六本木の森アーツセンターギャラリーでボストン美術館展。モネで1コーナーを作っているのが特徴的なのだけれども、そういうキュレーションを無視して個人的に最も重要だと思えたのがセザンヌだ。1877-79年に製作された「池」は、セザンヌの特異性をはっきりと表している。キャンバスに油彩で描かれている。画面右上部に樹木がある。右上から左下へのタッチが連続してこの樹木と湖畔の斜面の草原を描写する。画面左にも樹木があり、この樹木の右半分は左上から右下へのタッチで描かれ、それがそのまま左上から右下へ流れる斜面をなす。この、左上から右下への流れと、右上から左下への流れのぶつかり合いによるV字構造が注目に値する。セザンヌにおいて主軸となるのは右上から左下へのタッチで、実際この作品でも左上から右下へのタッチは左の樹木とその右側の斜面の上部、及びこの左上から右下へ流れる斜面にいる人物だけに限定的に見られる。画面上部にある空も右上から左下へのタッチで描かれる。

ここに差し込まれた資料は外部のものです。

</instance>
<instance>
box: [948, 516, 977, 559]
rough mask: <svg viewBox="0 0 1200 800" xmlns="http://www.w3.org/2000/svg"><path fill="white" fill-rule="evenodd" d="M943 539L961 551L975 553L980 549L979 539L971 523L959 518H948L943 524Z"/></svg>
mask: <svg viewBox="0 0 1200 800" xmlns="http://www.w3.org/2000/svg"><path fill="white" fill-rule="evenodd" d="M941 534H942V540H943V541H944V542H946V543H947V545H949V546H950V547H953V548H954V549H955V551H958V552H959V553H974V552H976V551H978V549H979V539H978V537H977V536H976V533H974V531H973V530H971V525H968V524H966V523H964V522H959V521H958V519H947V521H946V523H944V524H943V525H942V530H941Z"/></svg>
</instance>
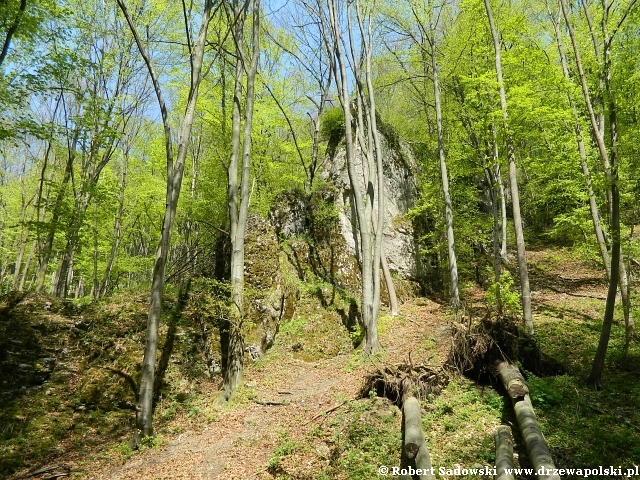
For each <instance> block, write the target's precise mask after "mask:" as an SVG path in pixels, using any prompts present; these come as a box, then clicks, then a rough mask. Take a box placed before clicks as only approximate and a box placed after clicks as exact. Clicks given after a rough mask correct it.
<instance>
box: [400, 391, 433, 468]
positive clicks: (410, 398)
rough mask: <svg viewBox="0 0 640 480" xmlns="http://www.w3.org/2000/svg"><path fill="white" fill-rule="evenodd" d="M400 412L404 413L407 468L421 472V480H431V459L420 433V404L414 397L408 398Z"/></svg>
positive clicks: (404, 403)
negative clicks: (401, 409)
mask: <svg viewBox="0 0 640 480" xmlns="http://www.w3.org/2000/svg"><path fill="white" fill-rule="evenodd" d="M402 411H403V413H404V444H403V445H404V455H405V457H406V458H407V460H408V466H411V467H414V468H415V469H416V470H420V471H421V474H420V475H419V478H420V479H421V480H433V479H434V476H433V475H432V474H431V457H430V456H429V450H428V449H427V443H426V441H425V439H424V433H423V432H422V417H421V416H420V402H419V401H418V399H417V398H416V397H408V398H406V399H405V401H404V403H403V405H402ZM414 464H415V465H414Z"/></svg>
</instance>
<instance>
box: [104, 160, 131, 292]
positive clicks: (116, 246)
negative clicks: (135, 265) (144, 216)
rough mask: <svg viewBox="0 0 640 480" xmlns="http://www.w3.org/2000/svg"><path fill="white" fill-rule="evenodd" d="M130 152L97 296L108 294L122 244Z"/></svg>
mask: <svg viewBox="0 0 640 480" xmlns="http://www.w3.org/2000/svg"><path fill="white" fill-rule="evenodd" d="M128 163H129V162H128V154H126V153H125V157H124V159H123V162H122V176H121V178H120V195H119V196H118V213H117V214H116V219H115V221H114V224H113V243H112V244H111V252H110V253H109V259H108V260H107V266H106V267H105V269H104V275H103V276H102V281H101V282H100V287H99V290H98V292H97V295H98V296H97V298H99V297H101V296H104V295H106V294H107V291H108V290H109V279H110V278H111V271H112V270H113V263H114V262H115V260H116V254H117V253H118V247H119V246H120V237H121V233H120V232H121V229H122V214H123V212H124V194H125V189H126V186H127V167H128Z"/></svg>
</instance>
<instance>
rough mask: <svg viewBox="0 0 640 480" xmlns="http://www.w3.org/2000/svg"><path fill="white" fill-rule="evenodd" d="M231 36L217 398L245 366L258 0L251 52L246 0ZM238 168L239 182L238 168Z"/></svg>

左半分の、右下への斜面中の人物群は左から座る女性とその右に立つ男の2人組、斜面に寝そべる男と女の2人組が右上へと競り上がりながら描かれる。反対の右上から左下への斜面中の人物は2人、中央よりにやはり寝そべる男が一人、右上から左下へのタッチにそって描かれる。その右下に池にボートを浮かべる男が描かれる。人物は明らかに左側の4人が大きなボリュームで描かれ、右の2人は小さく圧縮されている。画面中央から右へ1/8弱ずれた所にあるV字のぶつかる地点から上へ、ごく細い樹木が垂直に描かれている。画面下辺には池の水面が描かれるが、ここのタッチはおおよそ横方向に置かれ、部分的に斜めの動きが入る。水面は左下から徐々に右上へ上昇するが、垂直の木の下で右下へ下降する。この木の像が下の池に白く描かれる。色彩に関しては画面右半面に明るく鮮やかな緑が多く使われ、合間にオーカー系の褐色が入り込む。左半分は明度が落ちた緑の中に明るいブルーグレーあるいは褐色で人物が配置され、強いコントラストをなす。斜面と池の接線は暗い色で示される。

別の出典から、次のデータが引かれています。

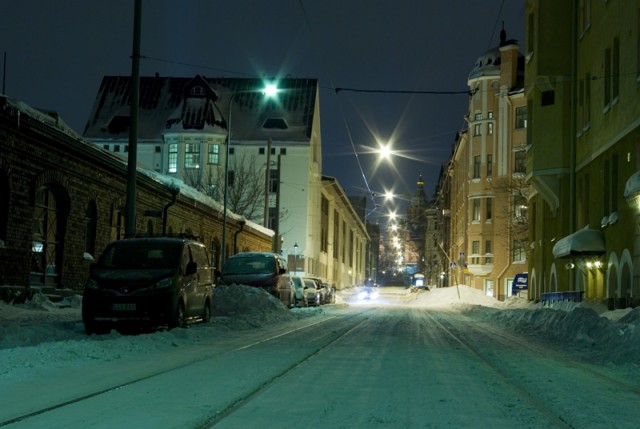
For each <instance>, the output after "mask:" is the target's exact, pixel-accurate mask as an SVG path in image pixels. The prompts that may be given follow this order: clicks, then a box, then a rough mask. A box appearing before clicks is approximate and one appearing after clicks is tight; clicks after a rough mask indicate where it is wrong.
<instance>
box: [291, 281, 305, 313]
mask: <svg viewBox="0 0 640 429" xmlns="http://www.w3.org/2000/svg"><path fill="white" fill-rule="evenodd" d="M291 283H293V287H294V291H295V306H296V307H307V306H308V305H309V303H308V301H307V294H306V291H305V288H306V287H307V286H306V285H305V283H304V280H303V279H302V277H300V276H292V277H291Z"/></svg>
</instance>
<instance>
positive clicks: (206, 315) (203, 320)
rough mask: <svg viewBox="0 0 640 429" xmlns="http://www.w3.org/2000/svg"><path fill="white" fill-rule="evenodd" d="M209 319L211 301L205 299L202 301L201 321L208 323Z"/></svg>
mask: <svg viewBox="0 0 640 429" xmlns="http://www.w3.org/2000/svg"><path fill="white" fill-rule="evenodd" d="M210 321H211V302H209V300H207V301H206V302H205V303H204V310H202V322H203V323H209V322H210Z"/></svg>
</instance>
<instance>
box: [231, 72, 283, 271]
mask: <svg viewBox="0 0 640 429" xmlns="http://www.w3.org/2000/svg"><path fill="white" fill-rule="evenodd" d="M258 92H261V93H263V94H264V95H265V96H267V97H273V96H274V95H275V94H277V93H278V87H277V86H276V85H275V84H273V83H270V84H267V86H266V87H265V88H263V89H247V90H242V91H236V92H234V93H233V94H231V96H230V97H229V109H228V111H229V114H228V116H227V150H226V152H227V156H226V157H225V160H224V198H223V202H222V212H223V213H222V258H221V261H220V263H221V264H224V262H225V261H226V260H227V205H228V201H229V148H230V147H231V107H232V106H233V100H234V99H235V98H236V96H237V95H240V94H254V93H258Z"/></svg>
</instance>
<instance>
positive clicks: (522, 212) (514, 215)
mask: <svg viewBox="0 0 640 429" xmlns="http://www.w3.org/2000/svg"><path fill="white" fill-rule="evenodd" d="M527 209H528V207H527V199H526V198H525V197H524V195H520V194H516V195H514V196H513V218H514V220H516V221H518V222H526V221H527Z"/></svg>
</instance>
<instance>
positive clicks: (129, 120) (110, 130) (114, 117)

V字にぶつかり合う運動は、画面構成上の面積比において左上から右下への動きが優勢であるが、セザンヌのタッチに内在する右上から左下へのベクトルの集積がその優勢性と拮抗する。この衝突の結果、絵画平面は折れ曲がり屈曲し、中央から右へ1/8弱ずれた箇所に打ち込まれた垂直の樹木において宙から支えられる。しかしそれはバランスされているというよりは、この屈曲をより複雑にしているように思える。樹木によって強調された、V字構造の上半分はいわば「山折り」になり、反対にその下は「谷折り」に凹む。このへこみは池の白い樹木の像によって強調される。池のほとりの黒い接線も「谷折り」に見えてくる。例えば、方形の紙をまず上から下へ半分におり、その紙を更に左から右へ半分に折ることを考えてみよう。この紙を改めて広げれば水平の「谷折り」ができ、その上半分に「山折り」が、下半分に「谷折り」が形成されるが、ボストン美術館セザンヌ「池」は同様の歪みが生成されていると言っていいかもしれない。このような奇妙な絵画空間は、しかし「池」の一側面に過ぎない。例えば人物の配置を見れば、左下からまず高く右上にあがり、徐々に右下へ落ちて行く放物線を構成しており、この円弧の張力が、セザンヌ的な右上から左下へのタッチの力を受け止める。


セザンヌの、絵画平面の明白ないびつさ、あるいは奇矯な表現をあえて使えば多次元平面、とでもいいたくなる特徴については昨年のPOLA MUSEUM ANNEXでの「美術を変えた9人の画家」展での「砂糖壺、梨とテーブルクロス」についても書いたが(参考:id:eyck:20091029)、今回のボストン美術館展での会場でも際立っていた。POLA MUSEUM ANNEXでと同じく、そこだけ壁面が歪み時空の特異点が形成されていて、そのことに展覧会が(正確にはキュレーターが)気づいていないように思えたのが不満ではあった。この作品の、構成上のポイントは寝そべる男女の足下(というよりは斜面に座る女性の右下か)におかれた水桶で、この1点が、画面を観客の視点に対し水平なだけでなく垂直に貫いている。ここにおいてのみ、画面内の動きは停止しキャンバスの奥から手前へ(あるいは手前から奥へ)貫通する矢になっていて、見る者を釘付けにする。セザンヌ「池」においては、観客が作品を見るのではない。作品が観客を射撃するのだ。展覧会は終了している。